**Setup:** For this exercise you need to be logged in to Uppmax. Follow the UPPMAX login instructions.
Organizing data
Before going into the exercises below, you should create in your home folder a specific folder for this practical session and copy a folder with the course data using:
mkdir annotation course
cd annotation_course
ln -s /sw/courses/annotation/2016/course_material/
mkdir practical1
cd practical1
The data we are providing for the course is organized in the following way in the folder annotation_course:
course_material/data/prokka
course_material/data/human
course_material/data/dmel
-
chromosome_4/
-
bam/
-
chromosome/
-
evidence/
-
raw_computes/
-
annotation/
-
cegma/
-
RNAseq/
-
-
full_genome/
course_material/data/blastdb/
course_material/git/
course_material/lib/
course_material/script
course_material/augustus_path/
The folder git contains scripts that we will use to analyse or format data. the folder lib contains perl library required by perl script. The Blastdb folder will be used for the functional annotation exercise tomorrow.

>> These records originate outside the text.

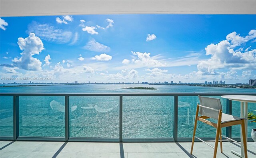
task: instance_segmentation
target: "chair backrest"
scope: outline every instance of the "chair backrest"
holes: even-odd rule
[[[219,113],[218,111],[222,109],[220,99],[200,96],[198,96],[198,97],[201,105],[215,110],[200,107],[199,110],[200,115],[217,120]]]

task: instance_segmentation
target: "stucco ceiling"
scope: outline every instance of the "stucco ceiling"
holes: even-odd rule
[[[256,0],[0,0],[2,17],[122,14],[255,14]]]

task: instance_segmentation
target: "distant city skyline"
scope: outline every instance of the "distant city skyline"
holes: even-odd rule
[[[51,79],[40,82],[209,83],[248,83],[256,78],[256,15],[0,20],[1,77],[22,79],[2,83],[28,82],[24,77]]]

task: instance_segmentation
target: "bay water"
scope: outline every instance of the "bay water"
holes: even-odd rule
[[[6,85],[2,85],[2,86]],[[154,87],[156,90],[122,89]],[[1,87],[3,93],[256,93],[255,89],[189,86],[147,85],[87,84]],[[203,95],[202,94],[202,95]],[[226,100],[220,96],[224,112]],[[178,137],[191,138],[198,96],[179,96]],[[119,97],[70,97],[70,136],[79,138],[118,138]],[[65,97],[63,96],[20,96],[19,135],[25,136],[65,136]],[[248,112],[256,109],[249,103]],[[240,116],[240,103],[232,102],[232,115]],[[0,136],[13,136],[13,98],[0,98]],[[123,137],[172,138],[173,96],[124,96]],[[248,136],[256,123],[248,120]],[[214,137],[216,129],[200,122],[197,135]],[[226,128],[222,128],[225,134]],[[233,137],[240,137],[240,126],[232,127]]]

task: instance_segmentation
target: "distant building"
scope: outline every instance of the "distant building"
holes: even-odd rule
[[[256,79],[250,79],[249,80],[249,85],[250,86],[256,86]]]

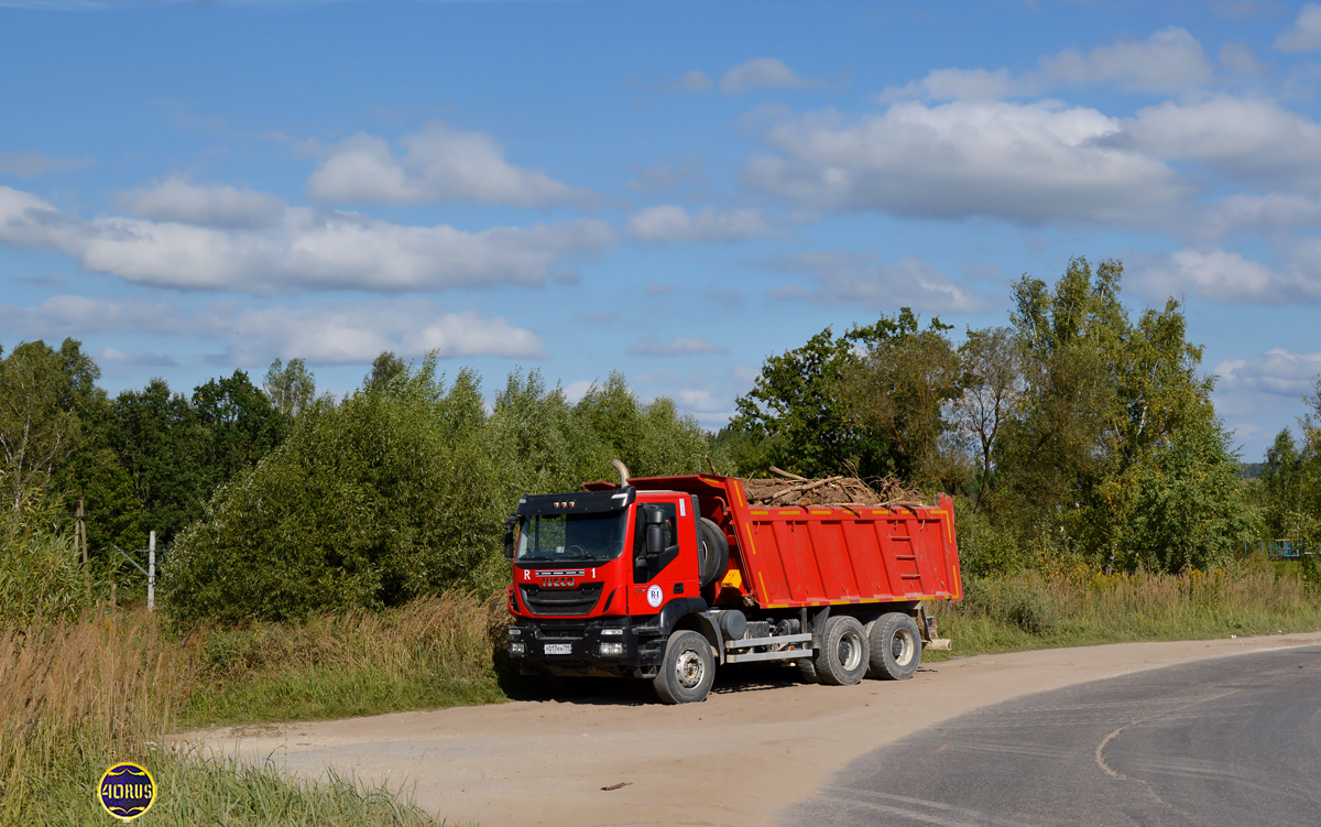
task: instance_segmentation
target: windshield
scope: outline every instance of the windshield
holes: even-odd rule
[[[518,560],[590,560],[604,563],[624,551],[627,510],[597,514],[524,517],[518,532]]]

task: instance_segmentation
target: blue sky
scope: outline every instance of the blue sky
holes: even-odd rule
[[[621,370],[717,428],[827,325],[1120,258],[1259,458],[1321,373],[1321,5],[897,5],[0,0],[0,343]]]

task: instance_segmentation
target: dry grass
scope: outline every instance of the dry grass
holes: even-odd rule
[[[336,712],[346,687],[362,695],[421,687],[370,701],[386,707],[489,699],[487,618],[474,598],[445,596],[384,616],[199,629],[184,638],[144,612],[0,630],[0,823],[103,822],[96,778],[111,762],[133,760],[161,790],[144,824],[432,824],[384,789],[351,778],[312,786],[271,766],[182,756],[162,746],[164,736],[198,698],[213,712],[258,720]],[[312,687],[320,694],[299,705],[291,692]]]
[[[423,597],[386,613],[354,610],[305,624],[198,629],[206,680],[185,723],[232,724],[374,715],[503,700],[493,668],[503,596]]]
[[[968,580],[938,606],[956,654],[1321,629],[1321,598],[1260,561],[1230,571],[1106,576],[1083,568]]]

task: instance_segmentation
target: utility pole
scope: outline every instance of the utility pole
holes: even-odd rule
[[[156,610],[156,532],[147,539],[147,610]]]

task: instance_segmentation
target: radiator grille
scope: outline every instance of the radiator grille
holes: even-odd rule
[[[543,589],[520,585],[523,605],[532,614],[587,614],[601,600],[601,583],[584,583],[576,589]]]

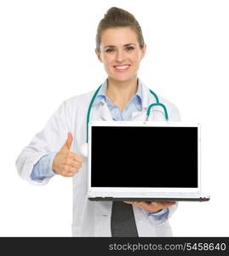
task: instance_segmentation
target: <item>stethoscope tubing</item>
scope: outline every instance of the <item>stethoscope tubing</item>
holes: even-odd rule
[[[94,103],[94,101],[100,90],[100,89],[101,88],[102,84],[100,85],[100,87],[95,90],[91,101],[90,101],[90,103],[89,103],[89,109],[88,109],[88,113],[87,113],[87,143],[89,142],[89,121],[90,121],[90,113],[91,113],[91,108],[92,108],[92,106],[93,106],[93,103]],[[168,111],[167,111],[167,108],[166,107],[164,106],[164,104],[163,103],[160,103],[159,102],[159,99],[157,96],[157,94],[152,91],[152,90],[150,90],[150,92],[153,95],[155,100],[156,100],[156,103],[153,103],[153,104],[151,104],[148,108],[147,108],[147,110],[146,110],[146,120],[148,120],[148,118],[150,116],[150,113],[151,113],[151,109],[153,107],[156,107],[156,106],[160,106],[163,108],[163,112],[164,112],[164,116],[165,116],[165,119],[166,121],[169,120],[169,115],[168,115]]]

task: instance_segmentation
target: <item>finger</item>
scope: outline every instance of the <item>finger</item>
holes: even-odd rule
[[[80,154],[75,154],[72,151],[69,153],[69,156],[72,159],[75,160],[76,161],[78,161],[78,162],[81,162],[81,163],[83,163],[84,161],[83,157],[82,157]]]
[[[69,158],[66,160],[66,164],[71,167],[77,169],[79,169],[82,166],[82,164],[80,162]]]
[[[123,202],[126,204],[130,204],[130,205],[133,204],[133,201],[124,201]]]

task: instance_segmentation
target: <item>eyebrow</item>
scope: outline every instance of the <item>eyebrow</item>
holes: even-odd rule
[[[127,46],[130,46],[130,45],[136,45],[135,44],[124,44],[123,46],[124,47],[127,47]],[[115,45],[106,45],[104,46],[104,48],[115,48],[116,46]]]

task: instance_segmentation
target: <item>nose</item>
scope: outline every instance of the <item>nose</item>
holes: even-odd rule
[[[118,49],[116,54],[116,61],[123,62],[125,60],[125,53],[123,49]]]

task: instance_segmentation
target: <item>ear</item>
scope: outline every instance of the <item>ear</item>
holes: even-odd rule
[[[140,61],[145,57],[146,51],[146,44],[144,44],[144,46],[143,46],[143,48],[141,49]]]
[[[97,49],[97,48],[95,49],[95,54],[97,55],[98,60],[102,62],[102,59],[101,59],[101,54],[99,52],[99,50]]]

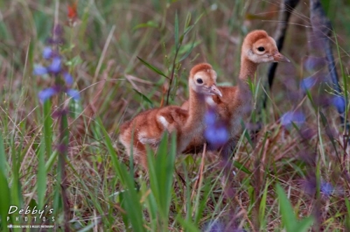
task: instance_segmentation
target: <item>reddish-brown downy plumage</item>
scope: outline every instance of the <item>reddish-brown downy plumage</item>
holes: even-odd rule
[[[119,140],[129,155],[132,147],[135,160],[147,168],[146,145],[155,149],[164,133],[176,132],[178,152],[204,129],[206,98],[221,93],[216,87],[216,73],[209,64],[200,64],[190,71],[190,98],[187,110],[170,106],[143,112],[120,126]]]
[[[246,36],[241,47],[238,85],[234,87],[219,87],[223,97],[212,96],[217,106],[217,115],[220,120],[227,122],[230,131],[230,140],[222,150],[224,157],[233,152],[241,133],[241,120],[247,115],[251,106],[252,97],[248,80],[254,76],[259,64],[279,61],[289,61],[279,52],[276,42],[266,31],[253,31]],[[188,107],[188,102],[181,106],[183,109]],[[202,150],[205,142],[202,136],[196,137],[192,139],[186,152],[197,152]]]

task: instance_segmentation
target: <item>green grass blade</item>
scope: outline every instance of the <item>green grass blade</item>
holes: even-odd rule
[[[10,189],[7,182],[7,175],[5,169],[6,159],[5,157],[5,150],[4,147],[4,140],[0,131],[0,189],[1,189],[1,197],[0,197],[0,229],[1,231],[8,231],[7,228],[7,213],[10,208]]]
[[[52,153],[52,119],[51,117],[51,101],[46,101],[43,103],[43,136],[47,155]]]
[[[38,150],[38,165],[36,182],[36,190],[38,193],[38,206],[42,209],[44,206],[45,195],[46,193],[46,168],[45,167],[45,148],[46,147],[45,140],[42,139]]]
[[[297,222],[292,205],[279,184],[276,185],[276,191],[279,201],[279,209],[282,216],[282,222],[286,226],[287,232],[292,232]]]
[[[163,76],[163,77],[169,79],[169,78],[165,74],[164,74],[163,72],[162,72],[160,70],[159,70],[158,68],[155,68],[155,66],[153,66],[153,65],[151,65],[150,64],[148,63],[147,61],[146,61],[145,60],[141,59],[139,57],[137,57],[137,59],[139,59],[139,60],[142,64],[144,64],[147,68],[148,68],[150,70],[152,70],[153,71],[158,73],[159,75],[162,75],[162,76]]]

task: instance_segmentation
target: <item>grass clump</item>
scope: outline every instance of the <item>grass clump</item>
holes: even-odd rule
[[[11,205],[47,205],[43,215],[55,221],[34,223],[53,224],[57,231],[350,230],[349,136],[336,113],[344,104],[348,117],[348,3],[325,5],[344,101],[335,99],[326,66],[306,65],[322,55],[305,49],[309,13],[299,6],[283,51],[293,61],[279,66],[267,110],[251,117],[262,119],[259,133],[251,136],[255,124],[245,125],[227,197],[216,155],[176,157],[169,136],[156,156],[149,152],[145,173],[117,142],[119,126],[142,110],[183,102],[186,69],[195,64],[210,63],[220,84],[234,85],[242,38],[253,29],[273,34],[279,4],[75,2],[0,2],[1,230],[16,222],[8,215]],[[62,41],[52,45],[59,24]],[[52,71],[33,74],[38,65],[52,64],[42,57],[48,45],[71,81],[65,73],[61,80]],[[252,85],[257,109],[267,92],[265,71],[258,71],[260,78]],[[316,84],[302,88],[310,76]],[[52,89],[55,94],[38,96],[57,85],[62,88]],[[80,99],[71,99],[78,92]],[[25,217],[34,220],[22,215],[18,223],[26,224]]]

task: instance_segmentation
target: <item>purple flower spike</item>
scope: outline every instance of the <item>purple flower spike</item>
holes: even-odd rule
[[[50,47],[46,47],[43,50],[43,57],[44,59],[48,59],[51,58],[52,54],[52,50]]]
[[[214,125],[216,121],[215,112],[212,110],[209,110],[205,114],[205,123],[206,125]]]
[[[34,75],[43,75],[48,73],[48,68],[42,65],[38,64],[34,66]]]
[[[339,113],[345,112],[345,99],[342,96],[335,96],[332,98],[332,104],[335,106]]]
[[[79,92],[78,90],[68,89],[66,94],[75,101],[79,101],[80,99],[80,96],[79,95]]]
[[[66,84],[67,84],[68,85],[73,85],[73,77],[71,76],[71,74],[68,73],[64,73],[63,74],[63,77],[64,78],[64,81],[66,82]]]
[[[228,140],[228,131],[223,125],[210,126],[205,129],[204,137],[211,145],[218,147]]]
[[[57,93],[57,90],[54,88],[47,88],[41,90],[38,96],[39,97],[40,101],[45,102],[46,100],[50,99],[53,95]]]
[[[48,67],[48,69],[49,71],[51,73],[57,74],[61,71],[61,58],[59,57],[55,57],[52,59],[52,62],[51,64]]]
[[[333,193],[334,188],[330,183],[322,182],[321,184],[321,192],[327,196],[330,196]]]
[[[290,127],[292,122],[297,125],[301,125],[305,122],[305,116],[300,111],[289,111],[283,115],[281,118],[281,124],[286,127]]]
[[[300,87],[306,92],[307,89],[310,89],[314,85],[315,85],[316,80],[314,77],[308,77],[303,79],[300,83]]]

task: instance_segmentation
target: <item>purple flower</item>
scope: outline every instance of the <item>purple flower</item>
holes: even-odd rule
[[[216,119],[214,109],[209,108],[206,112],[205,122],[204,138],[206,141],[214,148],[223,145],[228,140],[229,133],[225,124]]]
[[[305,116],[300,111],[289,111],[281,117],[281,124],[286,127],[290,127],[292,122],[300,125],[305,122]]]
[[[57,74],[61,71],[61,63],[62,63],[61,58],[58,57],[54,57],[52,59],[52,62],[48,67],[48,71],[50,71],[51,73]]]
[[[345,112],[345,99],[342,96],[335,96],[331,101],[332,104],[335,106],[339,113]]]
[[[38,96],[39,97],[40,101],[45,102],[46,100],[50,99],[53,95],[57,93],[57,90],[53,87],[47,88],[41,90]]]
[[[334,188],[330,183],[323,182],[321,184],[321,192],[327,196],[332,195],[334,191]]]
[[[52,52],[52,50],[51,48],[50,48],[50,47],[44,48],[44,49],[43,50],[43,57],[44,59],[48,59],[51,58],[52,55],[53,55],[53,52]]]
[[[300,87],[304,92],[306,92],[307,89],[311,89],[314,85],[315,85],[317,80],[315,77],[310,76],[303,79],[300,83]]]
[[[48,73],[48,69],[41,64],[37,64],[34,66],[33,71],[34,75],[43,75]]]
[[[68,85],[73,85],[73,77],[71,76],[71,74],[68,73],[63,73],[63,77],[64,78],[64,81],[66,82],[66,84],[67,84]]]
[[[225,226],[217,221],[210,222],[205,226],[204,231],[206,232],[221,232],[225,231]]]
[[[79,101],[80,99],[80,96],[79,95],[79,92],[78,90],[69,89],[66,91],[66,94],[75,101]]]
[[[205,123],[206,125],[214,125],[216,122],[216,115],[215,111],[209,109],[205,114]]]
[[[228,140],[228,131],[223,125],[213,125],[206,128],[204,138],[216,147],[223,145]]]

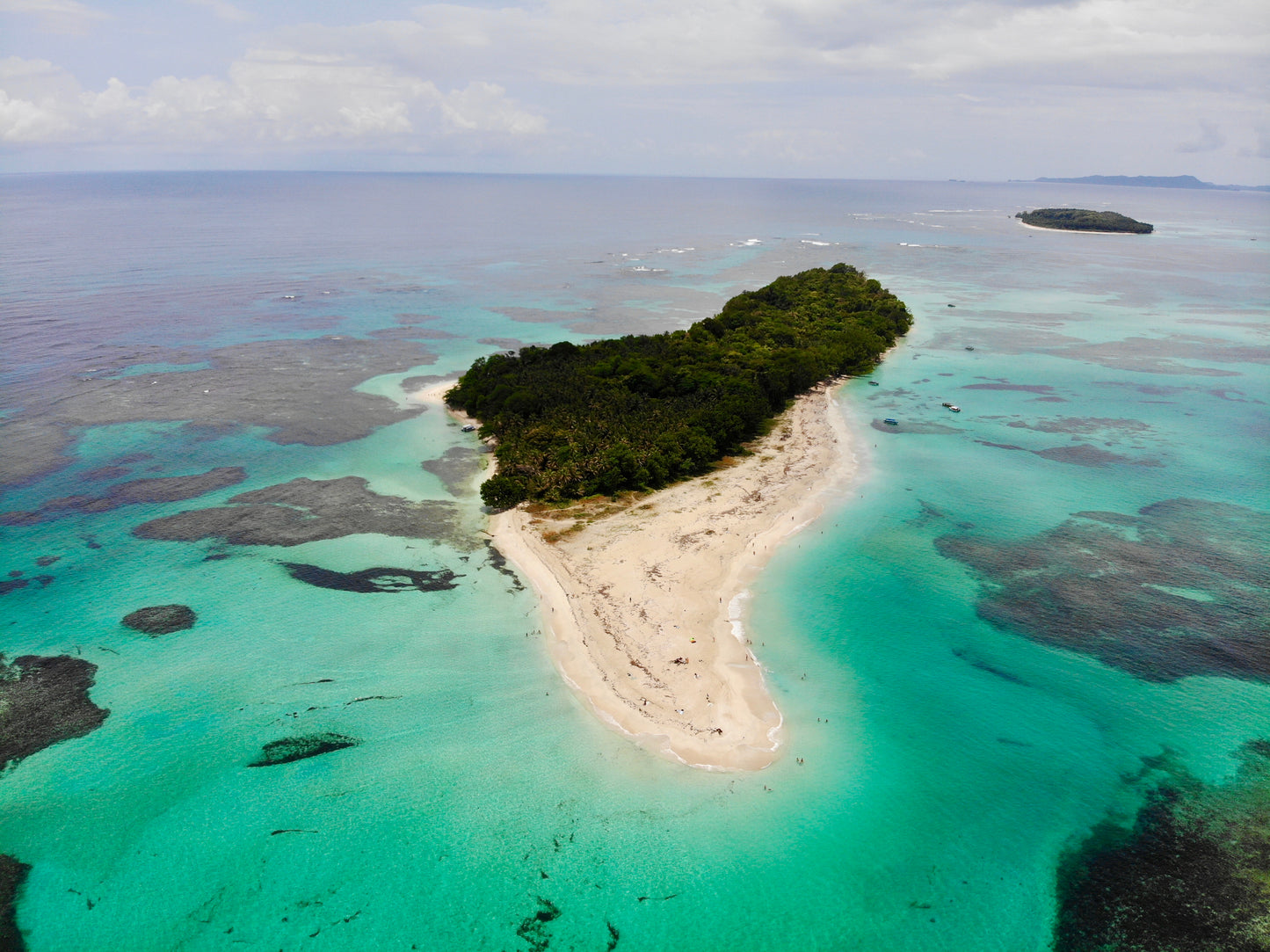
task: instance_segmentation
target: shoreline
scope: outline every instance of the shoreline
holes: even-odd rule
[[[799,397],[752,455],[706,475],[625,506],[522,503],[490,517],[494,547],[538,595],[556,670],[645,749],[707,770],[777,759],[784,718],[743,615],[776,547],[856,474],[841,383]],[[413,398],[443,405],[452,385]]]

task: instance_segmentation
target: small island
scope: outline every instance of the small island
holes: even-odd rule
[[[1060,231],[1106,231],[1124,235],[1149,235],[1154,225],[1135,221],[1128,215],[1115,211],[1092,211],[1090,208],[1036,208],[1015,215],[1025,225],[1052,228]]]
[[[776,760],[784,721],[745,594],[855,473],[834,384],[911,323],[836,264],[686,330],[527,347],[414,394],[497,442],[490,544],[533,586],[552,661],[605,723],[706,770]]]
[[[911,324],[878,281],[834,264],[686,330],[483,357],[446,403],[497,445],[480,491],[494,508],[659,489],[739,452],[815,384],[871,370]]]

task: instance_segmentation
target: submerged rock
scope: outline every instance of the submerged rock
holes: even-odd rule
[[[198,615],[189,605],[149,605],[123,616],[123,624],[146,634],[171,634],[193,628]]]
[[[1148,681],[1270,683],[1270,513],[1166,500],[1077,512],[1030,539],[935,540],[975,569],[980,618]]]
[[[168,541],[216,538],[230,545],[300,545],[357,533],[448,538],[457,526],[455,503],[381,496],[361,477],[292,479],[239,493],[230,503],[155,519],[132,534]]]
[[[1059,866],[1055,952],[1270,948],[1270,744],[1253,741],[1233,782],[1171,774],[1132,830],[1107,821]]]
[[[356,747],[361,741],[357,737],[347,737],[343,733],[309,733],[304,737],[283,737],[278,741],[269,741],[260,747],[260,759],[253,760],[248,766],[276,766],[290,764],[293,760],[305,760],[320,754],[330,754],[333,750]]]
[[[453,580],[462,578],[448,568],[434,572],[410,568],[363,568],[359,572],[335,572],[304,562],[283,562],[282,567],[298,582],[345,592],[400,592],[406,588],[437,592],[456,588]]]
[[[30,867],[0,853],[0,948],[25,952],[27,943],[18,932],[18,890],[27,880]]]
[[[207,351],[147,348],[146,364],[206,362],[206,369],[118,375],[137,356],[99,375],[46,377],[20,394],[20,414],[0,419],[0,482],[22,482],[71,461],[80,427],[131,421],[227,422],[268,430],[277,444],[330,446],[418,416],[422,407],[357,390],[380,374],[436,361],[424,344],[329,334],[249,341]],[[320,408],[314,412],[314,408]],[[117,460],[122,463],[123,460]]]
[[[0,768],[91,733],[110,713],[88,697],[97,665],[69,655],[0,656]]]
[[[100,496],[62,496],[50,500],[38,510],[0,512],[0,525],[36,525],[75,513],[109,512],[119,506],[142,502],[180,502],[236,486],[244,479],[246,470],[241,466],[217,466],[193,475],[130,479],[116,483]]]

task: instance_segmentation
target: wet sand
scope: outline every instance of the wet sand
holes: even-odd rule
[[[439,403],[452,385],[414,399]],[[742,596],[856,472],[834,390],[799,398],[752,455],[709,475],[625,503],[522,503],[490,517],[494,545],[541,599],[560,674],[659,755],[718,770],[779,756],[781,712],[745,639]]]

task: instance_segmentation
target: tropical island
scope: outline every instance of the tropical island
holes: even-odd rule
[[[446,402],[481,421],[494,508],[657,489],[700,475],[815,384],[870,370],[903,301],[847,264],[780,277],[686,330],[478,360]]]
[[[833,384],[911,323],[836,264],[687,330],[495,355],[415,394],[469,426],[479,414],[498,441],[491,545],[533,586],[552,661],[605,723],[696,768],[779,756],[747,586],[855,472]]]
[[[1111,231],[1129,235],[1149,235],[1154,225],[1137,221],[1115,211],[1091,211],[1090,208],[1036,208],[1015,215],[1025,225],[1052,228],[1062,231]]]

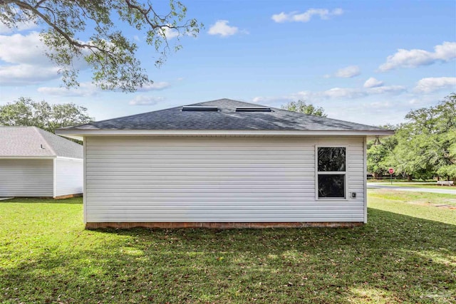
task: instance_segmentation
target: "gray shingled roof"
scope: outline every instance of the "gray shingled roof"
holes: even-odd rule
[[[56,156],[82,159],[83,146],[36,127],[0,127],[0,157]]]
[[[236,112],[257,104],[219,99],[188,105],[217,106],[218,111],[182,111],[182,107],[90,122],[66,130],[189,130],[376,131],[384,129],[271,108],[271,112]]]

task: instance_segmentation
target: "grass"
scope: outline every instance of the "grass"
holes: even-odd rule
[[[430,183],[428,183],[428,184],[430,184]],[[437,184],[435,184],[435,183],[434,183],[433,184],[406,184],[406,183],[401,183],[401,182],[393,182],[393,186],[409,187],[413,188],[445,189],[451,189],[451,190],[456,189],[456,186],[437,186]]]
[[[456,206],[456,195],[455,194],[441,194],[441,193],[429,193],[429,192],[401,192],[398,190],[390,190],[388,189],[369,189],[369,206],[377,206],[378,208],[378,205],[374,205],[373,204],[384,204],[385,205],[388,205],[390,208],[388,211],[396,211],[398,207],[408,206],[408,205],[421,205],[421,206]],[[401,204],[398,204],[401,203]],[[396,208],[393,208],[393,206],[395,206]],[[418,212],[417,209],[416,212]],[[423,209],[428,210],[428,209]],[[433,211],[437,211],[437,209],[434,208],[431,208],[426,211],[428,212],[429,210],[432,210]],[[439,211],[440,212],[440,211]],[[412,213],[414,216],[417,216],[415,213]],[[436,218],[436,216],[451,216],[452,213],[451,212],[442,212],[441,214],[439,214],[438,216],[436,214],[435,216],[430,216],[431,217],[424,217],[423,219],[433,219]],[[439,220],[442,219],[440,217],[437,217]],[[448,223],[451,224],[453,221],[450,221]],[[454,223],[453,223],[454,224]]]
[[[456,210],[381,191],[354,229],[86,231],[80,198],[1,201],[0,302],[454,303]]]

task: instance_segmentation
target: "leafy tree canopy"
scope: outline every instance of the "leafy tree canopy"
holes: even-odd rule
[[[305,101],[291,101],[285,105],[282,105],[281,108],[289,111],[298,112],[299,113],[307,114],[309,115],[321,116],[326,117],[328,115],[325,114],[323,108],[315,107],[312,104],[307,104]]]
[[[436,106],[410,111],[396,133],[368,145],[368,170],[381,174],[393,167],[398,174],[418,178],[456,178],[456,94]]]
[[[41,26],[41,39],[49,48],[46,55],[60,68],[66,86],[78,85],[79,70],[73,63],[83,59],[95,85],[133,92],[152,81],[135,57],[138,46],[123,29],[129,26],[145,36],[158,54],[159,66],[171,49],[167,38],[170,33],[196,36],[202,26],[186,19],[187,8],[179,1],[170,0],[163,14],[157,6],[138,0],[0,0],[0,22],[10,28],[21,23]],[[116,26],[119,21],[122,28]],[[181,47],[177,42],[174,49]]]
[[[0,125],[34,126],[54,133],[56,129],[93,121],[87,109],[74,103],[50,105],[24,97],[0,106]]]

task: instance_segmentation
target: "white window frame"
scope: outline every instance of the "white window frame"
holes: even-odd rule
[[[345,171],[318,171],[318,148],[345,148]],[[315,199],[317,201],[348,201],[348,147],[343,145],[316,145],[315,146]],[[318,197],[318,175],[343,174],[345,175],[344,197]]]

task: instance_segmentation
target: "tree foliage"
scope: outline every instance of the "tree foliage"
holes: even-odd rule
[[[33,126],[54,133],[59,127],[93,121],[87,109],[74,103],[50,105],[20,98],[13,103],[0,106],[0,125]]]
[[[315,107],[314,105],[310,103],[307,104],[305,101],[302,100],[291,101],[286,105],[282,105],[281,108],[309,115],[321,116],[322,117],[328,116],[325,114],[325,110],[323,108]]]
[[[382,147],[368,145],[368,170],[393,167],[405,177],[456,178],[456,94],[435,107],[410,111]]]
[[[138,0],[0,0],[0,22],[10,28],[21,23],[41,26],[47,55],[60,68],[67,87],[78,85],[75,63],[83,60],[98,86],[135,91],[152,81],[135,57],[137,44],[128,38],[133,35],[123,30],[133,28],[145,36],[160,65],[171,50],[167,38],[171,33],[196,36],[202,26],[195,19],[186,20],[187,8],[179,1],[170,0],[164,14],[159,6],[163,4]],[[174,49],[181,47],[177,42]]]

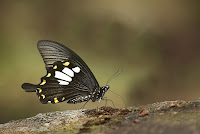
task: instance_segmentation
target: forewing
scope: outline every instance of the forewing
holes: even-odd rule
[[[42,103],[84,97],[99,88],[86,63],[66,46],[42,40],[38,42],[38,50],[47,69],[47,75],[37,86],[37,95]]]

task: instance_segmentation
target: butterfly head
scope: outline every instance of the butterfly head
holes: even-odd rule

All the files needed for this practical will be in course_material/data/prokka and course_material/augustus_path
Bacterial annotation using Prokka
Before running Prokka on genomes assemblies, it is a good step to start with checking the gene content of the assembly
Checking genes in the assembly
BUSCO2 provides measures for quantitative assessment of genome assembly, gene set, and transcriptome completeness. Genes that make up the BUSCO2 sets for each major lineage are selected from orthologous groups with genes present as single-copy orthologs in at least 90% of the species. It includes 1,066 genes for arthropods, 2,586 for vertebrates, 978 for metazoans, 290 for fungi, 303 for eukaryotes and for bacteria 40 universal marker genes.
You will run BUSCO on 3 bacterial assemblies provided (one E coli, one chlamydia and one streptococcus). We will select the lineage set of bacteria.
BUSCO2 is using augustus to run, as we have no administator rights on uppmax we need to copy the config file of augustus in a folder we can write in and set up the environment.
cp -r ~/annotation_course/course_material/augustus_path .
chmod ug+w -R augustus_path
module load bioinfo-tools
module load BUSCO
AUGUSTUS_CONFIG_PATH=augustus_path
BUSCO -i /home/login/annotation_course/course_material/data/prokka/Chlamydia_trachomatis_a_363.fa -o chlamydia_busco -m geno -c 8 -l /sw/apps/bioinfo/BUSCO/v2_lineage_sets/bacteria_odb9
look at the results of busco in short_summary_chlamydia_busco.txt
- what do you see?
- what do you think about this assembly? Is it a good one? can you see any potential problem with continuing the annotation?
- how do you expect the annotation will be?
Do the same for the two other assemblies and answer those questions again.
Prokka
Prokka is a really easy tool to use for bacterial annotation.
You are going to use the same assemblies you used previously for Busco
module load bioinfo-tools
module unload BUSCO
module load prokka
prokka –help
The goal of the exercise is for you to learn how to use prokka and to annotate the 3 assemblies and then visualize them in IGV.
run prokka without any options and then with options of your choices (we encourage you to try at least the options –proteins and –rfam )
Look at the different results obtained :
- Do you see any differences with the different options and no options you used?
- Did you get the annotation you expected after the busco results?
You could now also visualise all this information using a genome browser, such as IGV. IGV requires a genome fasta file and any number of annotation files in GTF or GFF3 format (note that GFF3 formatted file tend to look a bit weird in IGV sometimes).
Transfer the gff3 files to your computer using scp:
scp login@milou.uppmax.uu.se:/home/login/annotation_course/practical1/prokka/YOURFILE .
- Do you see any differences with the different options and no option you used?